Am Hinderlichsten ist es wenn die Erwachsenen überängstlich sind im Hinblick auf die Verletzungsmöglichkeit des Kindes. Denn dies ist wichtig für die Entwicklung des Kindes, um mit Herausforderungen um zu gehen, sich selbst einschätzen zu lernen. Das Kind bekommt ein Gefühl für seine Kräfte, entwickelt ein Körperbewusstsein und seine Fähigkeiten. Lernt es das nicht, überschätzt es sich dann, wenn es auf sich allein gestellt ist und das Verletzungsrisiko ist dann viel grösser. Das Kind beim Kletter auf den Spielturm herauf- oder herunter zu heben hat nichts mit der Hilfe zur Selbsthilfe zu tun! Der Erwachsene sollte stattdessen dem Kind zeigen wie es geht. Manche Handlungen muss das Kind erfahren durch das Ausführen der eigenen Handlung. Das sollte der Erwachsene dem Kind auf keinen Fall abnehmen oder es bevormunden.

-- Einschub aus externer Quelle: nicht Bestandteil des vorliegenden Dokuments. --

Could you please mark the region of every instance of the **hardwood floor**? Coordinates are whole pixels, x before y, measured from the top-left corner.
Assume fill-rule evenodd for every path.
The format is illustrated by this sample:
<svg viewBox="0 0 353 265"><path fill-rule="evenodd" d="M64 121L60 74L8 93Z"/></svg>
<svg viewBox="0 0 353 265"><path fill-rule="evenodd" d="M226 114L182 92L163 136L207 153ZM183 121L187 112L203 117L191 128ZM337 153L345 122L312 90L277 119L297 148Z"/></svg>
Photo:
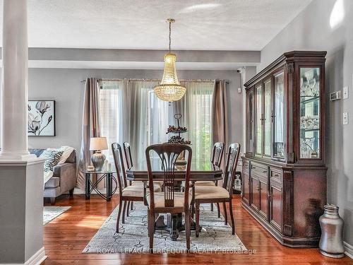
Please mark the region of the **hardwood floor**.
<svg viewBox="0 0 353 265"><path fill-rule="evenodd" d="M48 258L42 264L352 264L347 257L330 259L317 249L292 249L273 239L240 205L234 196L236 233L252 254L81 254L103 222L118 205L118 196L106 202L97 195L86 201L84 195L57 199L56 206L72 208L44 227L44 245ZM49 203L45 203L49 206Z"/></svg>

Als Pädagoge beobachte und analysiere ich das Kind genau und biete bei Schwierigkeiten entsprechende Hilfestellung. Das Kind muss diese Hilfe nicht Annehmen!
Dadurch entwickelt sich das Kind zu einem selbstständigen Individuum welches erfährt, dass seine Bedürfnisse und Belange geachtet werden. Es geht selbstständig und kritisch / hinterfragend durch´s Leben.